You can use semaphores for this and asynchronously call the long running process as much as you want:

private Semaphore _semaphore;
private delegate void Processor(string fileName);
[Test]
public void SetterTest() {
  var queue = new Queue<string>();
  queue.Enqueue("1.mp3");
  queue.Enqueue("2.mp3");
  queue.Enqueue("3.mp3");
  // ..
  queue.Enqueue("10000.mp3");
  var noOfThreads = 5;
  using (_semaphore = new Semaphore(noOfThreads, noOfThreads)) {
    while (queue.Count > 0) {
      string fileName;
      fileName = queue.Dequeue();
      _semaphore.WaitOne();
      new Processor(ProcessFile).BeginInvoke(fileName, null, null);
    }
    for (int i=0; i<noOfThreads; i++) _semaphore.WaitOne();
  }
}
private void ProcessFile(string file) {
  Process p;
  using (p = new Process()) {
    p.StartInfo.FileName = @"binary.exe";
    p.StartInfo.Arguments = file;
    p.StartInfo.UseShellExecute = false;
    p.StartInfo.CreateNoWindow = true;
    p.StartInfo.RedirectStandardOutput = true;
    p.Start();
    p.WaitForExit();
  }
  _semaphore.Release();
}

hope this helps



回答6:

This is one will block the Main thread partially base on Ben's answer, but this already run.
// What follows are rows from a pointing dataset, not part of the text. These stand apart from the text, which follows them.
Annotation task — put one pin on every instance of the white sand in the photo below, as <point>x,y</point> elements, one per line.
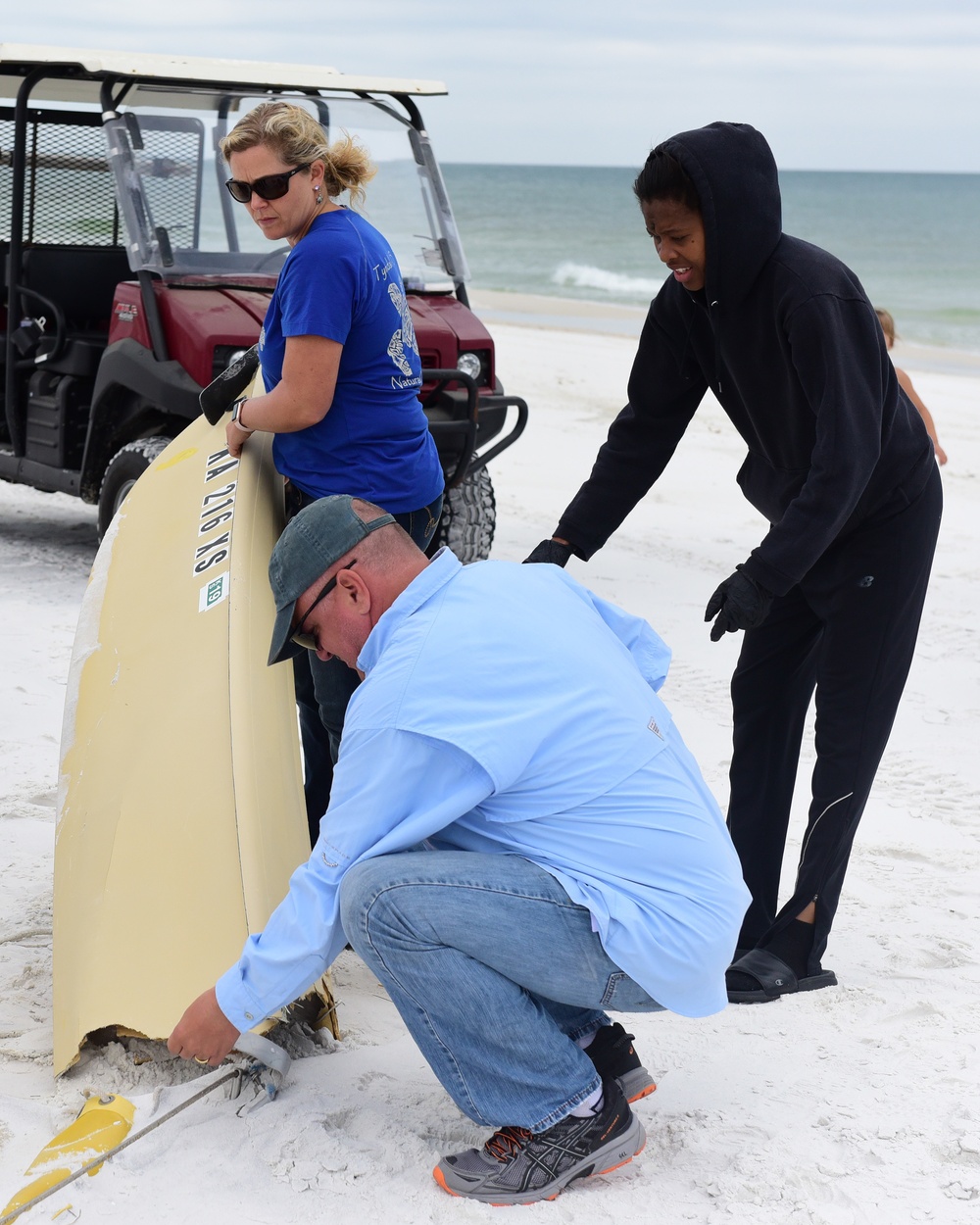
<point>858,1103</point>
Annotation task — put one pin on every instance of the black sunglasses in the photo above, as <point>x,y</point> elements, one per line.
<point>307,640</point>
<point>270,186</point>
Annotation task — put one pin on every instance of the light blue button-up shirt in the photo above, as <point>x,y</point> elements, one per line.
<point>506,709</point>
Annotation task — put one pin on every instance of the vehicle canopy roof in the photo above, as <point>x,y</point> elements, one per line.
<point>70,72</point>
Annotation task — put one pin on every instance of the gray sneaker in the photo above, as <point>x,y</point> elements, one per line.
<point>515,1166</point>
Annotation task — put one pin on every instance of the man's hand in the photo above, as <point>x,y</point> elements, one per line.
<point>204,1033</point>
<point>738,604</point>
<point>557,552</point>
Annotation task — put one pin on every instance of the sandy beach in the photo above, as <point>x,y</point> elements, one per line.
<point>857,1105</point>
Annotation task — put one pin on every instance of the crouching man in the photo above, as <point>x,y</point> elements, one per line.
<point>574,860</point>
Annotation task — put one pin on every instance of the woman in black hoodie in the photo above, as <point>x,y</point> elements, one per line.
<point>842,466</point>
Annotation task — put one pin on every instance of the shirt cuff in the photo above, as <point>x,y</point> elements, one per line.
<point>235,1003</point>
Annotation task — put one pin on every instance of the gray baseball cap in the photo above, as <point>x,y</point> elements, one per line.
<point>312,543</point>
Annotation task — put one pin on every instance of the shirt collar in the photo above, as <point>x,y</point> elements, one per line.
<point>440,569</point>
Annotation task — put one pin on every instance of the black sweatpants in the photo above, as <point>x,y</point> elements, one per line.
<point>848,631</point>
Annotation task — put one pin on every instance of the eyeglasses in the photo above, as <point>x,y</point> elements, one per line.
<point>308,641</point>
<point>270,186</point>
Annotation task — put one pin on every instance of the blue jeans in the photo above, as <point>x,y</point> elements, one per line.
<point>495,971</point>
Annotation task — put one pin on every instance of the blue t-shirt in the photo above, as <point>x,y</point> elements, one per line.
<point>342,282</point>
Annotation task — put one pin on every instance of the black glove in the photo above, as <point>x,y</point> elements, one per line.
<point>550,550</point>
<point>739,604</point>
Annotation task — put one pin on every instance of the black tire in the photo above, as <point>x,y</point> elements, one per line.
<point>469,514</point>
<point>125,468</point>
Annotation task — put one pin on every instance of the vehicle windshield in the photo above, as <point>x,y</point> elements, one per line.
<point>181,221</point>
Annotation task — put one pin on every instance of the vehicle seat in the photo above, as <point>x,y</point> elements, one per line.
<point>79,279</point>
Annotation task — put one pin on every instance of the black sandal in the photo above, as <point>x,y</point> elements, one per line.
<point>774,978</point>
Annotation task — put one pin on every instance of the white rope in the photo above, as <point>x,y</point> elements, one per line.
<point>130,1140</point>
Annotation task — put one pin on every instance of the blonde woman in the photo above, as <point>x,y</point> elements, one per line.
<point>339,363</point>
<point>905,382</point>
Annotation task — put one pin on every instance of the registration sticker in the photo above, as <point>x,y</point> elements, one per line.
<point>214,593</point>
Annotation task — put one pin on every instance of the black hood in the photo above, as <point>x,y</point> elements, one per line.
<point>734,172</point>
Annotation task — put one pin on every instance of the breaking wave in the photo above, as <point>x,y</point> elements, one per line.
<point>584,275</point>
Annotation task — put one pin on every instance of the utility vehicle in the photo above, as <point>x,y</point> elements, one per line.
<point>132,279</point>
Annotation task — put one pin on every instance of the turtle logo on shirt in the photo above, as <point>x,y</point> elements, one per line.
<point>403,337</point>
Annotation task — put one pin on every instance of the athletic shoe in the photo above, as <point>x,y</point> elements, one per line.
<point>612,1054</point>
<point>515,1166</point>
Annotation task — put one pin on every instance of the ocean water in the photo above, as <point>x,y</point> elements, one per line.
<point>912,239</point>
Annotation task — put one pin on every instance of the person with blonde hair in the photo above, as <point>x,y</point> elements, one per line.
<point>339,363</point>
<point>905,382</point>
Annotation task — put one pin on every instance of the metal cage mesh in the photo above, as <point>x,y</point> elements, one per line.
<point>69,196</point>
<point>69,190</point>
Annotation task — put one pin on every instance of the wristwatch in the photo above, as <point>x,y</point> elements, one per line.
<point>236,415</point>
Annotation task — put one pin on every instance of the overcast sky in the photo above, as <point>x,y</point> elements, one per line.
<point>837,84</point>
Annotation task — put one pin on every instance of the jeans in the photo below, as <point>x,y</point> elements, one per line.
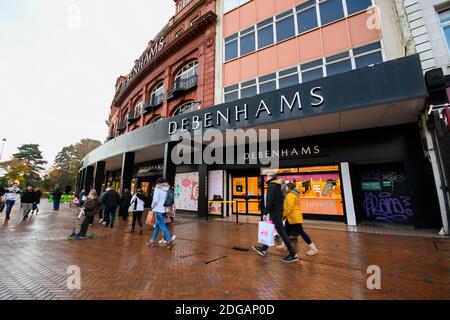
<point>160,225</point>
<point>109,215</point>
<point>26,208</point>
<point>56,204</point>
<point>85,225</point>
<point>137,215</point>
<point>9,205</point>
<point>297,230</point>
<point>278,222</point>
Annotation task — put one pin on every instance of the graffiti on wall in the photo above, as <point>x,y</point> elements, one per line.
<point>386,207</point>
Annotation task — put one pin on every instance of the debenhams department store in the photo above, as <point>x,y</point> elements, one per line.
<point>350,142</point>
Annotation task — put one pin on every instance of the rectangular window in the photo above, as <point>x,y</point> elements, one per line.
<point>229,5</point>
<point>312,75</point>
<point>307,19</point>
<point>354,6</point>
<point>444,17</point>
<point>267,83</point>
<point>265,33</point>
<point>247,41</point>
<point>231,47</point>
<point>331,10</point>
<point>367,48</point>
<point>369,59</point>
<point>339,67</point>
<point>248,92</point>
<point>285,26</point>
<point>288,78</point>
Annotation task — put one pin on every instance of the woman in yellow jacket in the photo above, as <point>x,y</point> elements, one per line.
<point>292,212</point>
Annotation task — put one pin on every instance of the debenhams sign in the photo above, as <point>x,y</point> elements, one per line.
<point>217,118</point>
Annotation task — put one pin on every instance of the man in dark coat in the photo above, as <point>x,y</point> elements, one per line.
<point>274,208</point>
<point>57,194</point>
<point>125,204</point>
<point>27,200</point>
<point>111,201</point>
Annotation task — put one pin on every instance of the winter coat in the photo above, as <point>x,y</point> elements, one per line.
<point>28,197</point>
<point>91,207</point>
<point>292,208</point>
<point>139,202</point>
<point>125,201</point>
<point>159,197</point>
<point>274,198</point>
<point>12,193</point>
<point>111,199</point>
<point>57,194</point>
<point>38,196</point>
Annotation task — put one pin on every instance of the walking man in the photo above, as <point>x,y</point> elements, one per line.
<point>274,209</point>
<point>11,196</point>
<point>111,201</point>
<point>57,194</point>
<point>28,199</point>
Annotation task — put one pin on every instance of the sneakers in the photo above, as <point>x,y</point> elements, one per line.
<point>151,243</point>
<point>259,251</point>
<point>290,258</point>
<point>171,243</point>
<point>312,250</point>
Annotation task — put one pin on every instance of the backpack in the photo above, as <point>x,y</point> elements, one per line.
<point>170,198</point>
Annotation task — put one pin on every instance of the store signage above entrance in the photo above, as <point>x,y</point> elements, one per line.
<point>286,153</point>
<point>148,56</point>
<point>250,110</point>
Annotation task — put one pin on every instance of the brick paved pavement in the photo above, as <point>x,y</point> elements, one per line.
<point>35,255</point>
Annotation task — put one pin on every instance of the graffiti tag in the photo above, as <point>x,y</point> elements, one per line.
<point>386,207</point>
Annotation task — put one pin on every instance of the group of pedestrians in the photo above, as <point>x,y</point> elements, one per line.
<point>161,204</point>
<point>283,202</point>
<point>29,200</point>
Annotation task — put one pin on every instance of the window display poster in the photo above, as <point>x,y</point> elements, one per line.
<point>186,191</point>
<point>215,191</point>
<point>215,184</point>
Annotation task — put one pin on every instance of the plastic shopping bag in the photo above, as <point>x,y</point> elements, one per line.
<point>266,233</point>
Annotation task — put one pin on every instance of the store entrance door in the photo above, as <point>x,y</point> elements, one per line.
<point>247,195</point>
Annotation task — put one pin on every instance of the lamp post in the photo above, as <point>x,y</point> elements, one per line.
<point>1,151</point>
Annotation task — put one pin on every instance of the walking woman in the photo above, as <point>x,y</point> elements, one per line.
<point>90,210</point>
<point>159,208</point>
<point>294,218</point>
<point>138,200</point>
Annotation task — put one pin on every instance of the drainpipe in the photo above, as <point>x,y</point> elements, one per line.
<point>438,174</point>
<point>403,24</point>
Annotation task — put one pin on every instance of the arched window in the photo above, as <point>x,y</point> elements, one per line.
<point>138,108</point>
<point>186,107</point>
<point>157,95</point>
<point>188,71</point>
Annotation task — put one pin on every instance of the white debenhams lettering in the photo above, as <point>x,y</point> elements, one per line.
<point>173,126</point>
<point>262,107</point>
<point>195,122</point>
<point>317,96</point>
<point>292,104</point>
<point>244,111</point>
<point>186,310</point>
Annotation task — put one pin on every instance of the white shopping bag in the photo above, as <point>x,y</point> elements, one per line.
<point>266,233</point>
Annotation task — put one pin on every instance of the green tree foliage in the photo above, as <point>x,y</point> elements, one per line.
<point>68,162</point>
<point>25,165</point>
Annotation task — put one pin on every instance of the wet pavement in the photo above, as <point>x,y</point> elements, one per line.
<point>211,260</point>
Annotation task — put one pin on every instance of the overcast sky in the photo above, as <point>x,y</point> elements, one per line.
<point>59,60</point>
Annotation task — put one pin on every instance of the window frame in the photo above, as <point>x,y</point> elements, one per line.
<point>444,25</point>
<point>176,111</point>
<point>185,70</point>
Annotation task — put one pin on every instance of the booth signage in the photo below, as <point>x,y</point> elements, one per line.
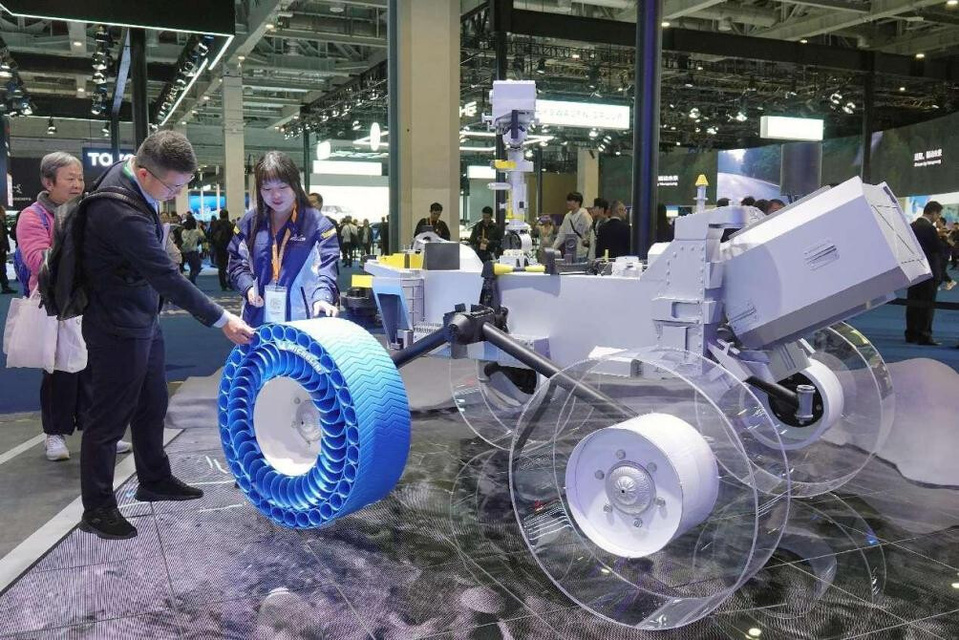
<point>216,16</point>
<point>102,158</point>
<point>927,158</point>
<point>582,114</point>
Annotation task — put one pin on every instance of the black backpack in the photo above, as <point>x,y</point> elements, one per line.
<point>60,281</point>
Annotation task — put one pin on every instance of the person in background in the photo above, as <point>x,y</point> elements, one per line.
<point>664,226</point>
<point>577,223</point>
<point>220,239</point>
<point>64,397</point>
<point>486,238</point>
<point>384,236</point>
<point>546,231</point>
<point>192,237</point>
<point>283,258</point>
<point>922,297</point>
<point>349,236</point>
<point>439,227</point>
<point>612,241</point>
<point>4,250</point>
<point>600,214</point>
<point>775,205</point>
<point>954,237</point>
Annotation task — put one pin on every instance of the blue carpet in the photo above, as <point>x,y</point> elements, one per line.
<point>194,350</point>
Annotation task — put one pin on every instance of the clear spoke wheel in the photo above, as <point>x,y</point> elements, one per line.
<point>652,521</point>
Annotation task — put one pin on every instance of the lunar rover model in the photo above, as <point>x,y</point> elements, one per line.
<point>659,416</point>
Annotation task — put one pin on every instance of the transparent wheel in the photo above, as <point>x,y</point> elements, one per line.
<point>621,514</point>
<point>853,407</point>
<point>491,397</point>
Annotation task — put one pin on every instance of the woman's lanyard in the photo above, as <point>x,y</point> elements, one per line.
<point>279,253</point>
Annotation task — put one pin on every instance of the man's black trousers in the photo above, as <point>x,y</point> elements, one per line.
<point>64,401</point>
<point>919,316</point>
<point>128,388</point>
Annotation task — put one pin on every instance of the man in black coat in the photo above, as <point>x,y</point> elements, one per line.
<point>486,237</point>
<point>128,274</point>
<point>613,235</point>
<point>439,227</point>
<point>922,296</point>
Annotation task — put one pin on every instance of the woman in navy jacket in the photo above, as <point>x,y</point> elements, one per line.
<point>283,256</point>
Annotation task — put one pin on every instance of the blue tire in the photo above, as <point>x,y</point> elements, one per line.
<point>365,420</point>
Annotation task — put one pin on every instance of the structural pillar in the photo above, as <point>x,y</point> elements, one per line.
<point>182,201</point>
<point>427,90</point>
<point>587,174</point>
<point>868,111</point>
<point>138,74</point>
<point>649,52</point>
<point>233,152</point>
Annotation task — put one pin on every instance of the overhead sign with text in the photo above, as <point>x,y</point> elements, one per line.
<point>96,159</point>
<point>215,16</point>
<point>582,114</point>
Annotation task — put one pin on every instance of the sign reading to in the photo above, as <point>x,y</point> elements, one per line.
<point>102,158</point>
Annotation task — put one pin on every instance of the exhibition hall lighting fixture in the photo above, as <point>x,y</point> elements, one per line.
<point>192,62</point>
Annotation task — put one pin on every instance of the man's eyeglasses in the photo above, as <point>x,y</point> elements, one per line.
<point>174,188</point>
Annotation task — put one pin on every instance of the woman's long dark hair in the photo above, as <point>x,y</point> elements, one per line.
<point>275,165</point>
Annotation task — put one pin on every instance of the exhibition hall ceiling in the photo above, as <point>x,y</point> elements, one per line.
<point>317,58</point>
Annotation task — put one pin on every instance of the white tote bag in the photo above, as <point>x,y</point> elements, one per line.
<point>30,337</point>
<point>71,353</point>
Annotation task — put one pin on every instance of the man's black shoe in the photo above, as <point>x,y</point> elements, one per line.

static void Run(string file)
{
    using (Process p = new Process()) {
        p.StartInfo.FileName = @"binary.exe";
        p.StartInfo.Arguments = file;
        p.StartInfo.UseShellExecute = false;
        p.StartInfo.CreateNoWindow = true;
        p.Start();
        p.WaitForExit();
    }
}

static WaitHandle RunAsync(string file)
{
    Action<string> result = new Action<string>(Run).BeginInvoke(file, null, null);
    return result.AsyncWaitHandle;
}

static void Main()
{
    Queue<string> queue = new Queue<string>();
    queue.Enqueue("1.mp3");
    queue.Enqueue("2.mp3");
    queue.Enqueue("3.mp3");
    queue.Enqueue("4.mp3");
    queue.Enqueue("5.mp3");
    queue.Enqueue("6.mp3");
    // ...
    queue.Enqueue("10000.mp3");


    const int MaxRunningProcesses = 5;

    List<WaitHandle> runningProcesses = new List<WaitHandle>(MaxRunningProcesses);

    while (queue.Count > 0 && runningProcesses.Count < MaxRunningProcesses) {
        runningProcesses.Add(RunAsync(queue.Dequeue()));
    }

    while (runningProcesses.Count > 0) {
        int j = WaitHandle.WaitAny(runningProcesses.ToArray());
        runningProcesses[j].Close();
        runningProcesses.RemoveAt(j);
        if (queue.Count > 0) {
            runningProcesses.Add(RunAsync(queue.Dequeue()));
        }
    }
}